With property prices in many areas passing their pre-crash peak, many people are finding it difficult to get onto the ladder. Those who have been able to buy have been searching for longer mortgage terms to help keep monthly payments to a minimum, the research found.
MAB said 21% of buyers were looking at terms of more than 30 years compared to 8% a year ago.
However, the firm warned the added interest would significantly increase the cost of the loan. Reducing monthly repayments by can cost almost £48,000 extra over the lifetime of a loan.
It said that based on today’s average rates, the cost of repaying the average 30-year mortgage is £23,297 higher than doing so over 25 years, with 25% more interest paid.

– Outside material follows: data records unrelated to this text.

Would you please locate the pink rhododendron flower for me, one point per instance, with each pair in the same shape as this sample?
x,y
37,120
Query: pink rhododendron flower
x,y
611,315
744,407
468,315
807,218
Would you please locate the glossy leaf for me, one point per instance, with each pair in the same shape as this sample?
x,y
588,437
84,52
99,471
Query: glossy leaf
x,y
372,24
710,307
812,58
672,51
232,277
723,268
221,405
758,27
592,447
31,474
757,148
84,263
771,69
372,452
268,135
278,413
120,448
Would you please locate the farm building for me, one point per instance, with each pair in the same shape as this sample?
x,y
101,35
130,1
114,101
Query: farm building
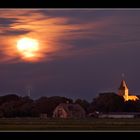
x,y
66,110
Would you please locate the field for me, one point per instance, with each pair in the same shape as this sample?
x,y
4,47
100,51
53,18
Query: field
x,y
94,124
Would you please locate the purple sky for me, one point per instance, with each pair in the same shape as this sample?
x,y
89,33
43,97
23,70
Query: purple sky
x,y
82,52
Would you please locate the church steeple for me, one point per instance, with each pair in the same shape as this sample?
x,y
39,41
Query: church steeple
x,y
123,90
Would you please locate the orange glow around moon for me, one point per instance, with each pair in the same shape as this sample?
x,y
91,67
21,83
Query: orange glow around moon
x,y
28,47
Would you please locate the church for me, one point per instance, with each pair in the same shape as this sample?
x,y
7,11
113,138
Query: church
x,y
124,91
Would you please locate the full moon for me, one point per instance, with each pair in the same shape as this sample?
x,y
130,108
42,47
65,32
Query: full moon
x,y
28,47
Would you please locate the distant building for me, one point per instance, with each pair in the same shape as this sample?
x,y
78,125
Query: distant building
x,y
67,110
124,91
43,115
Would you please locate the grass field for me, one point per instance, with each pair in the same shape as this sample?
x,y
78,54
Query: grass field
x,y
94,124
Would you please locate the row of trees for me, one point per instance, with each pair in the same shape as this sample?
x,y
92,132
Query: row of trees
x,y
16,106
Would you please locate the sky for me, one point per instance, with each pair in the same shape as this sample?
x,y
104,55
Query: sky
x,y
79,53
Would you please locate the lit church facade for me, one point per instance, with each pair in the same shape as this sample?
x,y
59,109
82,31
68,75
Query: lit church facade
x,y
124,91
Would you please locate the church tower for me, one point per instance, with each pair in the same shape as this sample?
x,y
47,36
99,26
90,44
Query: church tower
x,y
123,90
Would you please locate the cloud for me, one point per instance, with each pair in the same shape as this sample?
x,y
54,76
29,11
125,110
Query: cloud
x,y
7,22
13,32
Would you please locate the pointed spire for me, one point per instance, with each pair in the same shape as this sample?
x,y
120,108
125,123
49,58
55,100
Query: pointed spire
x,y
123,85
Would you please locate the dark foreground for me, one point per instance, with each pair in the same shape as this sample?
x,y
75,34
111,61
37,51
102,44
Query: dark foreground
x,y
37,124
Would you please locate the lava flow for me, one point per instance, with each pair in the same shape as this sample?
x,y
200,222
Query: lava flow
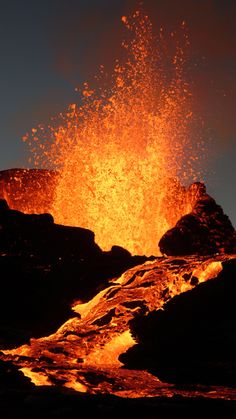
x,y
120,153
83,353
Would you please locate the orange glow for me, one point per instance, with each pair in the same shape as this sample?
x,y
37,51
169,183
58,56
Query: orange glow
x,y
120,153
94,341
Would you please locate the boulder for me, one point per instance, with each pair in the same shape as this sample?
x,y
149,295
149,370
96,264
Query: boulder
x,y
192,340
204,231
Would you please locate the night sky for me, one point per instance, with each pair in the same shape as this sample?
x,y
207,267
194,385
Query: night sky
x,y
48,47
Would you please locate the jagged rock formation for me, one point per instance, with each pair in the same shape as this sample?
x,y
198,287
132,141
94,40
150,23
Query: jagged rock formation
x,y
192,339
204,231
44,268
28,190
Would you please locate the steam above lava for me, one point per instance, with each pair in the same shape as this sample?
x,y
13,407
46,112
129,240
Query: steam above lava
x,y
120,153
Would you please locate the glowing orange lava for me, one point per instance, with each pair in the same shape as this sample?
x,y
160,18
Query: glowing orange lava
x,y
120,153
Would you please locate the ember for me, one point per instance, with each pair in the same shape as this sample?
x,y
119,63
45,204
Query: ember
x,y
120,153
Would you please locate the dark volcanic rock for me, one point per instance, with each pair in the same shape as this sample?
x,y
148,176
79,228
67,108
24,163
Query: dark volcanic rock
x,y
24,189
193,340
44,268
206,230
37,235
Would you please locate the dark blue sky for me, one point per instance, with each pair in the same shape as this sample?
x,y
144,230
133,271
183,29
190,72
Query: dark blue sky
x,y
48,47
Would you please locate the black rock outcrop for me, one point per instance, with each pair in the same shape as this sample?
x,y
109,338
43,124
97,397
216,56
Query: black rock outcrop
x,y
192,340
204,231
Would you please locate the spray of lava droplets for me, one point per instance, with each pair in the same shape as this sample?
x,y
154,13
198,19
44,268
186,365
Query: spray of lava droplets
x,y
120,153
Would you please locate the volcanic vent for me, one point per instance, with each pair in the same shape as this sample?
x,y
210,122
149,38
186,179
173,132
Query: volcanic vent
x,y
119,154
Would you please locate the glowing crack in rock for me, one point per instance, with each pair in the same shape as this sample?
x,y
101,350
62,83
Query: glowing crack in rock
x,y
88,346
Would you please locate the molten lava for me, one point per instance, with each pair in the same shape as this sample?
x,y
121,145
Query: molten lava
x,y
89,345
120,152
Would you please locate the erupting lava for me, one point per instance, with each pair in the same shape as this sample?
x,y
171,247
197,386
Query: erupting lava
x,y
119,153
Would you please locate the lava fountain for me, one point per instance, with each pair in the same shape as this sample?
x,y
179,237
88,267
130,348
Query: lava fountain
x,y
120,153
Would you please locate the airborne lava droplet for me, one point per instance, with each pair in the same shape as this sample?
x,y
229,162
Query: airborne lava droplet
x,y
121,151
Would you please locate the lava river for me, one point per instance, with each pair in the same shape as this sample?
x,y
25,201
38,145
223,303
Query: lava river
x,y
83,353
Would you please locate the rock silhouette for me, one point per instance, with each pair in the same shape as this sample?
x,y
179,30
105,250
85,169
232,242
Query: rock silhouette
x,y
192,340
204,231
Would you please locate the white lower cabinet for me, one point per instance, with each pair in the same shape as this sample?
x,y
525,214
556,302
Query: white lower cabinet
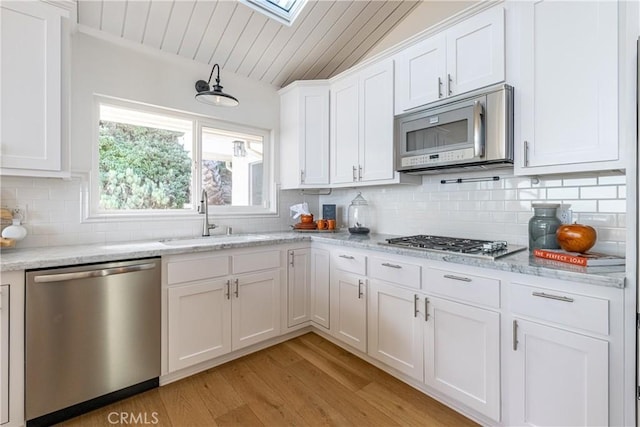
x,y
558,377
320,287
222,307
462,354
4,353
298,286
199,323
396,328
349,308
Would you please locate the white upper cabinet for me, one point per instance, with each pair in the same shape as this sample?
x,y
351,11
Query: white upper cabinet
x,y
467,56
569,87
361,128
304,135
32,42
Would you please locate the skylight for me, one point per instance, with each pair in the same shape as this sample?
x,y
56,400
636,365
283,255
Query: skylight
x,y
283,11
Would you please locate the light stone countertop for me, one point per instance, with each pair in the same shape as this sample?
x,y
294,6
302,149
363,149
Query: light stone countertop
x,y
521,262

Borrowers would save just £83 on repayments each month.
Borrowing over 35 years compared with 25 would save £141 each month, but an extra £47,707 will have to be repaid.
Brian Murphy, head of lending at Mortgage Advice Bureau, said: “For those fortunate enough to own their home, it is unsurprising that they are looking to capitalise on the profit levied from record house prices by remortgaging.
“Even more so, they can get rid of their debt quicker and reap the benefits of smaller total repayments as homeowners can often access lower rates thanks to their equity gains.
“With a base rate rise coming into play soon, homeowners who haven’t yet reviewed their existing terms should make the most of the current mortgage climate to secure the best deals,” he added.
“On the other hand, homebuyers are tearing up the rule book by searching for longer term mortgages to secure cheaper monthly repayments. However, in the long run this can add up to an extra outlay of thousands with the added interest that comes with borrowing for longer.”